Thai bureaucracy's performance worse despite more staff
THE efficiency of the Thai bureaucracy has dropped over the past ten years despite a 50-per cent increase in personnel and a threefold hike in the budget for civil servants’ salary and benefits, a study by Thailand Future Foundation (TFF) has found.
The TFF cited a World Bank survey on efficiency of the Thai bureaucracy, showing it has dropped from 65 to 74th in a 196-country ranking. And corruption in the public sector had also got worse – falling from a ranking of 91st to 98th in a survey by the World Economic Forum.
The latter survey also ranked cronyism among Thai bureaucrats in a low position – 93 in a 148-country ranking, down with Malawi and India.
The number of civil servants, state employees and contract workers in total is now at 2.2 million – a 50 per-cent increase from 10 years ago, said the World Bank survey, which was released late last year.
The number of those in the two latter positions has increased six times and their salary base has been heightened to match those offered by private companies.
Regular government spending on these personnel and other benefits including medical bills averages Bt1.1 trillion each year, which accounts for nearly half the government’s annual fiscal spending.
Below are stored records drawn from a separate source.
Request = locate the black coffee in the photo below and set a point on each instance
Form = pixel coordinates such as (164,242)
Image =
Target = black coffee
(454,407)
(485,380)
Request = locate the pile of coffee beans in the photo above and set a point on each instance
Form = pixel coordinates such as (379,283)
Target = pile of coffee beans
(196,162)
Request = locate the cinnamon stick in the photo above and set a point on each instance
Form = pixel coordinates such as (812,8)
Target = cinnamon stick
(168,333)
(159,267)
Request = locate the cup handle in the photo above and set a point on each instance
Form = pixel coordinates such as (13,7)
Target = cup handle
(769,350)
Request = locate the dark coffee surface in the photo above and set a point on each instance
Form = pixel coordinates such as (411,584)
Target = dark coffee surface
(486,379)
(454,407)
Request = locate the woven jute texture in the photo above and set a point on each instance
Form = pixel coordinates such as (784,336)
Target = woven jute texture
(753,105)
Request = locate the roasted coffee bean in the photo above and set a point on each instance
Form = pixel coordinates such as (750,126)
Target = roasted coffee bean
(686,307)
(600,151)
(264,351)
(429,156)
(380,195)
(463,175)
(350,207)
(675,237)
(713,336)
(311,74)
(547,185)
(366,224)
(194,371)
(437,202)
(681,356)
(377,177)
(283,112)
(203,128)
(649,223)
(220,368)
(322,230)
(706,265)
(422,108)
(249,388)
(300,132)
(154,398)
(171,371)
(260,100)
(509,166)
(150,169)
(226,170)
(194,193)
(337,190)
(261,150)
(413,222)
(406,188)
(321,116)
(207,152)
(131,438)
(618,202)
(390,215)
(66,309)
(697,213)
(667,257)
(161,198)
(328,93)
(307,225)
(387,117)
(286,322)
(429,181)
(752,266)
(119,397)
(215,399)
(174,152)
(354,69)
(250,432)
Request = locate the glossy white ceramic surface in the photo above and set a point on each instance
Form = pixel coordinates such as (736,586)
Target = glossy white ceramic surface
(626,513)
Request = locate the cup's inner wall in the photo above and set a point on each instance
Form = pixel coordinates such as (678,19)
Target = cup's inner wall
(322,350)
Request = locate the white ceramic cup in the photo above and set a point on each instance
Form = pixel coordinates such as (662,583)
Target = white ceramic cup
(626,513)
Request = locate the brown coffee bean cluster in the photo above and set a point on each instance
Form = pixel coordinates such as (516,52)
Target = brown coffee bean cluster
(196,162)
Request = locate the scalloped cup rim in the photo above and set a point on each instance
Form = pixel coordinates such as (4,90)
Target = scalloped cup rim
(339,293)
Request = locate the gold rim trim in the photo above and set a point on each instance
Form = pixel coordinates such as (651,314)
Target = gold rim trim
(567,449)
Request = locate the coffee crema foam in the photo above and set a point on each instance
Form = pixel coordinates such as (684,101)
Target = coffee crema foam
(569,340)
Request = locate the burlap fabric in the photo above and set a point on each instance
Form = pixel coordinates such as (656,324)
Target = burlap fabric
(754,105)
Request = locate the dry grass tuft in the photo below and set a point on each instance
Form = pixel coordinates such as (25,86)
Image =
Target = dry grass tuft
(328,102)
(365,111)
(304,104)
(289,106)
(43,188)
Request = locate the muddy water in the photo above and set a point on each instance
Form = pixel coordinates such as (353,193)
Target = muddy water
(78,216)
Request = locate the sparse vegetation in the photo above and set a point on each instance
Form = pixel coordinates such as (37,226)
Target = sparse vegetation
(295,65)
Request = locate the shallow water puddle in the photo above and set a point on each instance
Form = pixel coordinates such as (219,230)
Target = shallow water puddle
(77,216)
Meanwhile, other spending on government personnel is about 7 per cent of gross domestic product, compared to six per cent in Malaysia, five in the Philippines and three in Singapore.
A rise was given to employees of state-enterprise agencies recently, at an average 6.5 per cent, not long after a rise given to civil servants, at an average 4 per cent, with salary base set to be broaden to 4 per cent. These were the sixth rise over the decade.
Foundation executive chairman Sethaput Suthiwart-Narueput said the survey would further highlight the importance of the much-awaited bureaucratic reform and should be made an urgent agenda. “Doing it now will be even better, as 40 per cent of the civil servants will be retiring in the next 15 years,” he added.